BOM is an essential part of your quality and control systems. Accurate BOM improves inventory flow, and material planning, giving a business the unique competitive advantage it requires.
Here’s how BOM can help you manage your inventory
Capacity planning: This is about determining what the business requires to meet changing demands for its products. It includes considering the number of machines, the size of the employees, equipment utilization and overall efficiency.
Procurement planning: It has to do with ensuring that business purchases arrive promptly and in the right quantities
Forecasting of the procurement: It is the process of calculating quantities of parts required to make selected products and is about planning for the future to support inventory optimization.
Production planning: It is planning a business’s production and manufacturing modules. For instance, how you manage your supply chain, raw materials, employees, and the physical space where the manufacturing process takes place.
Improved cash flow: A BOM outlines the exact materials and quantity used in every product, so a business can order only what it needs and prevent unnecessary purchases.

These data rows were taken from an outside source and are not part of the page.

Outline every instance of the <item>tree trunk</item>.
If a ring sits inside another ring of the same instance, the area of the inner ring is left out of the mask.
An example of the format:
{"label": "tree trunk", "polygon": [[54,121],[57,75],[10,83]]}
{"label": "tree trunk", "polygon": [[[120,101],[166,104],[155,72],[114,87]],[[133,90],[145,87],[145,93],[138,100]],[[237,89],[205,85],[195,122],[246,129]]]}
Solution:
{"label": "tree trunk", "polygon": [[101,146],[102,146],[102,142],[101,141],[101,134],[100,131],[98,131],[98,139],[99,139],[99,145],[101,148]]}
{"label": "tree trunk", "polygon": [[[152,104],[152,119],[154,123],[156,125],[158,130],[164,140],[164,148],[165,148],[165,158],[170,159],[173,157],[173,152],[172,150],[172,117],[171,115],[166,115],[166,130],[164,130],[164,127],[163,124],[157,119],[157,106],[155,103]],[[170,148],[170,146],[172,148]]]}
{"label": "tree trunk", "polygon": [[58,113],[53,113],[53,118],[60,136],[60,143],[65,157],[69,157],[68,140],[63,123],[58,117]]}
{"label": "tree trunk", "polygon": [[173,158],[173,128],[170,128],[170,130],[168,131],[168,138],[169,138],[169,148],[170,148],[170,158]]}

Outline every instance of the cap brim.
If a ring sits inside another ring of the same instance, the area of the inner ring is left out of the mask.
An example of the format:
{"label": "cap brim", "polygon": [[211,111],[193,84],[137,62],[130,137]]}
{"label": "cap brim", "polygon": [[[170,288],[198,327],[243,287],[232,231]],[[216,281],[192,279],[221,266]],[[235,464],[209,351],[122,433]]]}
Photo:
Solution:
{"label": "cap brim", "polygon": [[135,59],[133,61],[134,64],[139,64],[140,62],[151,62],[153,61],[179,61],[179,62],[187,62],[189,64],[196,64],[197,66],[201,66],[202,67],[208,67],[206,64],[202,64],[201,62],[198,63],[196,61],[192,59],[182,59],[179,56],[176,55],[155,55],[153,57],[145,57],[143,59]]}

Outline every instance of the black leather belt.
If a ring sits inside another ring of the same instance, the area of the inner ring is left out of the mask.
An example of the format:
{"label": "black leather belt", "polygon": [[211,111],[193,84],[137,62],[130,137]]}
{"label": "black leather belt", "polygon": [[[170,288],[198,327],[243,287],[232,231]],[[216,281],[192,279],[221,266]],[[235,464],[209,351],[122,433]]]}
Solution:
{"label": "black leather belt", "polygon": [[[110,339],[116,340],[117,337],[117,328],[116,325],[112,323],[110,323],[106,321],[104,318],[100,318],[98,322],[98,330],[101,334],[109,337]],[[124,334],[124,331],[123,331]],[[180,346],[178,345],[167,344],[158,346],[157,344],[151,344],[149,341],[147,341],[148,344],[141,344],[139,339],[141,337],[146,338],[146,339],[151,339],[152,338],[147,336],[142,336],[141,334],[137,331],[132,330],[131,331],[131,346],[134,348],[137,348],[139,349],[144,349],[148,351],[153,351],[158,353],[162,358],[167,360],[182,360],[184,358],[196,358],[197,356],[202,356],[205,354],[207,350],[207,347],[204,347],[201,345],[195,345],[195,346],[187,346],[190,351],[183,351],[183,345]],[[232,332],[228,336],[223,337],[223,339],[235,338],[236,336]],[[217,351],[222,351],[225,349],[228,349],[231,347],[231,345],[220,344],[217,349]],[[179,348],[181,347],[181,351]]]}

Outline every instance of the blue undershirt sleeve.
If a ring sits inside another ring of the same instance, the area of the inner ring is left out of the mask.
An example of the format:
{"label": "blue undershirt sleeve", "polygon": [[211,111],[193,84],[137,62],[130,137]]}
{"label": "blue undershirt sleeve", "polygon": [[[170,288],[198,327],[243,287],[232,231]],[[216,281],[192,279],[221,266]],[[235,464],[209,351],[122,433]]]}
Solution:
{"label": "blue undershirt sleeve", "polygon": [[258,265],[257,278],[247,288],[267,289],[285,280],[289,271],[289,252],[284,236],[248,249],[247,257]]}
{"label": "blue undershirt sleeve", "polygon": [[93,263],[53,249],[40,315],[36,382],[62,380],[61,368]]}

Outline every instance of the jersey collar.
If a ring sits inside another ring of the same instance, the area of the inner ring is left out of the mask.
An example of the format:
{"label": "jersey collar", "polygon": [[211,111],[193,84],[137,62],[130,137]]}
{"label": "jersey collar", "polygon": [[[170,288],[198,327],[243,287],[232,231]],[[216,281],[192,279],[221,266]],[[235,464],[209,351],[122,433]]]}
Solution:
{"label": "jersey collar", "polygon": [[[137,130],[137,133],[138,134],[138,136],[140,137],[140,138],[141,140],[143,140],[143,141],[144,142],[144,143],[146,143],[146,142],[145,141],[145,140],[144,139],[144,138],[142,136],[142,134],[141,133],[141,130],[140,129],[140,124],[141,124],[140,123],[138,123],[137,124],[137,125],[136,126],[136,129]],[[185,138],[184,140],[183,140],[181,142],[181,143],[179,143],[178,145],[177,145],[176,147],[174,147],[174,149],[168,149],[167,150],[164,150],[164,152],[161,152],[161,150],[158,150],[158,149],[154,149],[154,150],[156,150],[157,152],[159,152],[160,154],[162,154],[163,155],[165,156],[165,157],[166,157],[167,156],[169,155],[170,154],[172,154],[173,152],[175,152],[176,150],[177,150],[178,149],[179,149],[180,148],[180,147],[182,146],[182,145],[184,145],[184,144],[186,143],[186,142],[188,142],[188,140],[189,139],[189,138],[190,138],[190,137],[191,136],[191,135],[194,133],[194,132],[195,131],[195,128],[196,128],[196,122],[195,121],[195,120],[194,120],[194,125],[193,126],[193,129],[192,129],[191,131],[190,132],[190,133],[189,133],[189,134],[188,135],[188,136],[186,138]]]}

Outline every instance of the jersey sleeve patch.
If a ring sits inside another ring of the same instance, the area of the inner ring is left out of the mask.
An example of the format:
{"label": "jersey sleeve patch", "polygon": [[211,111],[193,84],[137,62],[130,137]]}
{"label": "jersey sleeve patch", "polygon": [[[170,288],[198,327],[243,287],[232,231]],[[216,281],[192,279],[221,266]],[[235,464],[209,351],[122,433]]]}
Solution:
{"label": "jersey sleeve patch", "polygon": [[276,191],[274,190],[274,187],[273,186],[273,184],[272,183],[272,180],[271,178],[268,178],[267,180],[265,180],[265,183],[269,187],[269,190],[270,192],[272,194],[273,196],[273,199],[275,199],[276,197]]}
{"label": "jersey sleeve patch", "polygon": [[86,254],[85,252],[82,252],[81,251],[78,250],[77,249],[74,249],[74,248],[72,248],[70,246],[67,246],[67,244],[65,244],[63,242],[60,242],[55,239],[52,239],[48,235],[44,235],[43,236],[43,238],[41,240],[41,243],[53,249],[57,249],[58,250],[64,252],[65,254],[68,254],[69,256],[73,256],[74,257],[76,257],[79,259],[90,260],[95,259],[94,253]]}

Inventory optimization: This a vital part of inventory management, if a business wants to use less capital while maintaining a saleable inventory and factors in the volatility of supply and demand.
BOM within your ERP
Within a manufacturing business, multiple departments can use BOMs, including production, purchasing, sales, and after-sales services. However, poorly managed or non-existent BOMs can lead to a higher cost of goods sold or revenue loss from inaccurate part information, excess or inadequate inventory, quality issues, longer time to market, and insufficient collaboration between suppliers, vendors, and contract manufacturers.
That results in poor end-to-end supply chain visibility, latency in critical decision-making and overall inefficiency in supply chain operations. The combination of MPS, BOM and MRP information determines the items to be manufactured, in what quantities and by when, and what must be procured. Doing all this manually would be tedious and impractical, but it is easy for an ERP system. Then there is a final function to consider – what is the capacity of the shop floor to manufacture products?
An ERP system is the best possible solution for effective and efficient BOM management. Information obtained through a Bill of Materials can feed directly into an ERP system to enhance operation efficiencies. Using an ERP system also integrates teams for easy collaboration and faster processing. In addition, it enables centralized control of the entire product record and ensures delivery of a superior quality product.